Der zweite Grund dieser Dringlichen Anfrage ist, dass ein Mitglied dieses Hauses vor wenigen Wochen öffentlich festgehalten hat, dass durch eine generelle Rehabilitierung von Deserteuren die mutigen Angehörigen der deutschen Wehrmachtsjustiz in ihrer Ehre posthum besudelt würden.

Meine Damen und Herren! Wenige Zeilen weiter zu behaupten, dass die Volksgerichts­höfe vor und nach dem Krieg jedweder Rechtsprechung Hohn sprechen, wirft ein Schlaglicht auf das, was oben gemeint ist.

Der dritte Grund dieser Anfrage liegt in der Person der Justizministerin (ironische Heiterkeit des Bundesrates Dr. Böhm), die in der „Pressestunde“ des ORF, ohne nach­zudenken – es ist ihr einfach so herausgerutscht –, auf die Frage, ob Österreich nicht den Weg Deutschlands gehen und endlich den Deserteuren der Wehrmachts­armee Recht zukommen lassen wolle, mit der Aussage antwortete, selbst da mache es einen Unterschied, ob man desertiere, weil man zu feig sei, oder ob man desertiere, weil man gegen das Nazi-Regime sei. (Bundesrat Dr. Böhm: Vor dem Gesetz schon!)

Die Frau Bundesministerin wurde zweimal vom Leiter der Wiener Redaktion der „Salz­burger Nachrichten“ darauf aufmerksam gemacht, dass die Aussage, Deserteure wären zu feig, Betroffene kränke. Sie hat es trotz zweimaligem Hinweis nicht der Mühe Wert gefunden, sich in dieser Sendung für den Ausspruch, Deserteure seien zu feig, zu entschuldigen – sich 60 Jahre nach Kriegsende bei den wenigen heute noch lebenden Deserteuren für diesen Ausdruck „zu feig“ zu entschuldigen, meine Damen und Herren!

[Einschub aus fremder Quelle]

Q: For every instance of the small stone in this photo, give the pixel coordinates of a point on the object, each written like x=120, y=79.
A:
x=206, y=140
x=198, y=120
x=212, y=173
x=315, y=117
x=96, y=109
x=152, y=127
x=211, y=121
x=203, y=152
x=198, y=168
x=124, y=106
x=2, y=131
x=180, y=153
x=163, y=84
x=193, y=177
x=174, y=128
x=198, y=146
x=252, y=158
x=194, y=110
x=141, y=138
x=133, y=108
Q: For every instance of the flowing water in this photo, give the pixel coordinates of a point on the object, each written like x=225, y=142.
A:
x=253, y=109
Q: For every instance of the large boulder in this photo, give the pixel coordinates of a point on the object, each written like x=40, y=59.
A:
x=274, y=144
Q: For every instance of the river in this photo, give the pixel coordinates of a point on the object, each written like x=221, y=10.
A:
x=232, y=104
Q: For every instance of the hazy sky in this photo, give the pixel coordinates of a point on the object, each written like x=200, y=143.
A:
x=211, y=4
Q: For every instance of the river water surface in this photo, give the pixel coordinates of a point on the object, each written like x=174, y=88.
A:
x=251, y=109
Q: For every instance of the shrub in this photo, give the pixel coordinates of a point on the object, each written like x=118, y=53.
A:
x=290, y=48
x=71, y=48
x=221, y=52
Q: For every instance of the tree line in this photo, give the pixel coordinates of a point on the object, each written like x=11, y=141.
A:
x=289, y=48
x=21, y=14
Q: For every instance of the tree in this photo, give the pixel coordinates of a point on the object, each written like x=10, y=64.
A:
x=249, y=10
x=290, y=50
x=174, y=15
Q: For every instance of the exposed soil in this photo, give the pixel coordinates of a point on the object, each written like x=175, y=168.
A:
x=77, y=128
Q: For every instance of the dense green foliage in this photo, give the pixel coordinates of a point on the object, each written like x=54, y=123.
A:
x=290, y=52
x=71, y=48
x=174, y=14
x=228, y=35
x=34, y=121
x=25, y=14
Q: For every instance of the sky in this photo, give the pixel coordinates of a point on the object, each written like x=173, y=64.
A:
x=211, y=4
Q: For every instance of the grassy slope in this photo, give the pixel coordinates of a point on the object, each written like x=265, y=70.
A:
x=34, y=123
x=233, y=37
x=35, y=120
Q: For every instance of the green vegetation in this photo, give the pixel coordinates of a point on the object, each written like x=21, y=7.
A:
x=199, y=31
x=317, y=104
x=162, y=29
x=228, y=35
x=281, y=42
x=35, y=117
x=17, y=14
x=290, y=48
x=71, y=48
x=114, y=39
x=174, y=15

Frau Bundesministerin! Ich sage es Ihnen ehrlich: Es gibt auch einen vierten Grund, der vielleicht persönlich ist. Sie haben meinen Vater beleidigt, meinen hoch betagten Vater, auf den ich sehr stolz bin, weil er sich nach einer Woche der Bekämpfung der Partisanen durch Desertation der Deutschen Wehrmacht entzogen hat und von da an ein sehr schwieriges Leben führte.

Frau Bundesministerin! Reden wir einmal über die Militärjustiz und über die „Feigheit“: Bis Ende 1944 desertierten 300 000 Soldaten der Deutschen Wehrmacht. Kriegs­gerichte führten 2,5 Millionen Strafverfahren gegen Wehrmachtsangehörige durch. NS-Militärgerichte fällten zirka 50 000 Todesurteile; 30 000 bis 35 000 betrafen Wehr­machts­angehörige. 20 000 bis 30 000 Wehrmachtsangehörige wurden hingerichtet.